A me pare che il messaggio si possa esprimere così: noi siamo messi qui a contatto con il dinamismo anche morale della rivelazione di Dio, del mistero di Dio comunicato all’uomo. Tale mistero Va verso il suo compimento e questo fa sì che la stessa vita morale dell’uomo debba essere sempre tesa a qualcosa che va oltre, fino ad arrivare a un limite che sembra quasi irraggiungibile.

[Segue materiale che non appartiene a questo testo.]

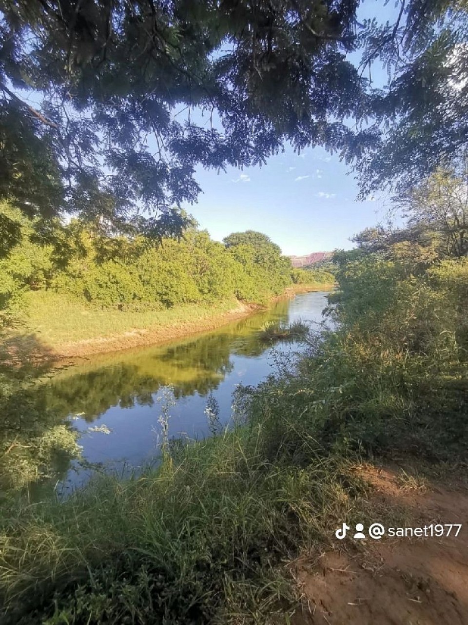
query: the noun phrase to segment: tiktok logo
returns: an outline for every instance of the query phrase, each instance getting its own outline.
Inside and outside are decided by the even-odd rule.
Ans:
[[[338,528],[336,531],[334,532],[334,535],[338,539],[339,541],[342,541],[343,538],[346,536],[346,531],[350,529],[349,525],[346,525],[346,523],[343,523],[341,528]]]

Che cosa vuol dire amare il nemico, resistere al male, porgere l’altra guancia? Vuol dire, appunto, la tensione verso un limite che nelle circostanze ordinarie non riusciamo magari a raggiungere e che, però, ci sprona continuamente ad andare oltre, finché non vi Saremo arrivati. È molto importante cogliere questo carattere dinamico della morale neotestamentaria, per non essere ridotti a due fughe da questa morale: da una parte, la fuga perfezionistica, settaria, cioè solo chi fa così è veramente cristiano, gli altri sono fuori; dall’altra, la fuga lassista: siamo di fronte a una morale ipotetica, paradossale, che vuol fare unicamente cogliere la nostra peccaminosità; ciò che conta non è compierla in maniera rigorosa, ma riconoscere che si è peccatori, bisognosi della misericordia di Dio, e accontentarsi di ciò che possiamo fare. Queste due forme, che sembrano rispondere alla lettera al Discorso della Montagna, misconoscono in realtà il carattere dinamico della richiesta evangelista, che è di andare sempre al di là di noi stessi, di tendere sempre più in alto, e quindi di saperci umiliare per quanto non abbiamo ancora realizzato, né come singoli né come Chiesa. Il discernimento di questo atteggiamento pratico nella quotidianità non è facile, perche ci sono pure dei limiti. Anche Gesù parla di scomunica («Sia per te come il pubblicano e il peccatore»). Ci sono dei limiti del sì e del no, anche in una Chiesa che ha come riferimento la misericordia. Fare in modo che questi limiti non siano lassismo (accettiamo tutto e tutti, purché ci sia un minimo)
Ma proprio questa dinamica, fatta insieme di rigore e di misericordia, di obbedienza a Dio e di comprensione della fragilità umana, è la forza del Discorso della Montagna. È la strettezza della via che non permette di agire in maniera lassista o rigoristica.